Vertical and horizontal SaaS examples
You'll find plenty of pages outlining the leading horizontal and vertical SaaS companies; those that make the most money grow the fastest and indeed have sold for the most incredible figures. The following are merely examples of those we think you might have heard of already to help highlight our point.
Horizontal SaaS examples
- Microsoft 365 offers all kinds of business and office services.
- HubSpot delivers a sales and marketing platform for the masses.
- Dropbox provides online cloud storage.
- Mailchimp has simplified and standardized how we manage email marketing.
- Salesforce manages entire business operations as the complete CRM (customer relationship management).
- Quickbooks provides financial organization for your business.
- Slack keeps your teams in touch and communication channels open at all times.
- Zendesk takes charge of customer support—whatever market your customers come from.
Vertical SaaS examples
- ClearCare manages health care records in the US.
- Quizlet is an education tool via web or app for those studying science.
- Ordina provides IT solutions to the public sector.
- BioIQ is a leading medical technology and health plan provider.
- Toast manages every aspect of restaurant management.
- Guidewire provides a standalone insurance service, or alternatively, integrates with a very popular horizontal SaaS CRM.
- Cox Automotive is a leading vertical provider for car dealers, delivering systems for operation, inventory, sales, and service.
- Veeva provides solutions for highly regulated life science industries, such as cosmetics and consumer goods.
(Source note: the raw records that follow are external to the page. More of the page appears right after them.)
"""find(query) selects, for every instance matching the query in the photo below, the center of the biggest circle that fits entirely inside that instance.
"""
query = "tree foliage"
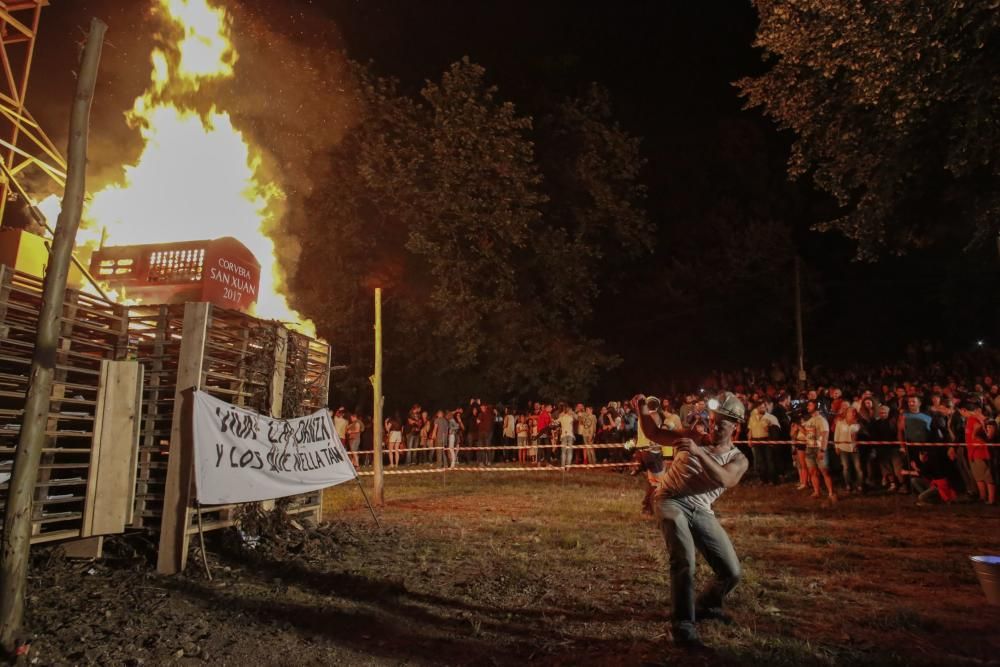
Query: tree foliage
(490, 268)
(894, 106)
What can we expect the vertical and horizontal SaaS future to look like?
Heading back to the top of this piece, we determined that the growth of SaaS stemmed from technological innovation, customer behavior, and demand. Given that we’re not going to be short of any of those ingredients for a long time, the future of SaaS doesn’t just look good, but the projections suggest the market will only grow at the same fast pace under the impact of the latest technologies.
The introduction of blockchain technology is already changing how we use the latest version of the Internet, with Web 3.0 heading to a decentralized, digitally distributed way of managing data. Artificial intelligence (AI) and machine learning (ML) will analyze the masses of available data and provide efficiency to the operations we’ve never quite seen before.
And who will drive how we use it? The software services, of course.
Both horizontal and vertical SaaS will continue to grow how we drive operations. Yet, with the market expanding and becoming more competitive, our startups and existing operators will have to work smarter and fight harder to be at the top of their relative trees.
Horizontal SaaS has had a few more years to find its feet and become somewhat established as a new set of systems. Vertical SaaS has been around for a significantly shorter period but is growing nonetheless at a very healthy pace. With niche systems appealing to different markets and industries, it will only capture more of the market moving forward.
For the consumer, however, it translates to more choice, smarter options, and far more range than ever.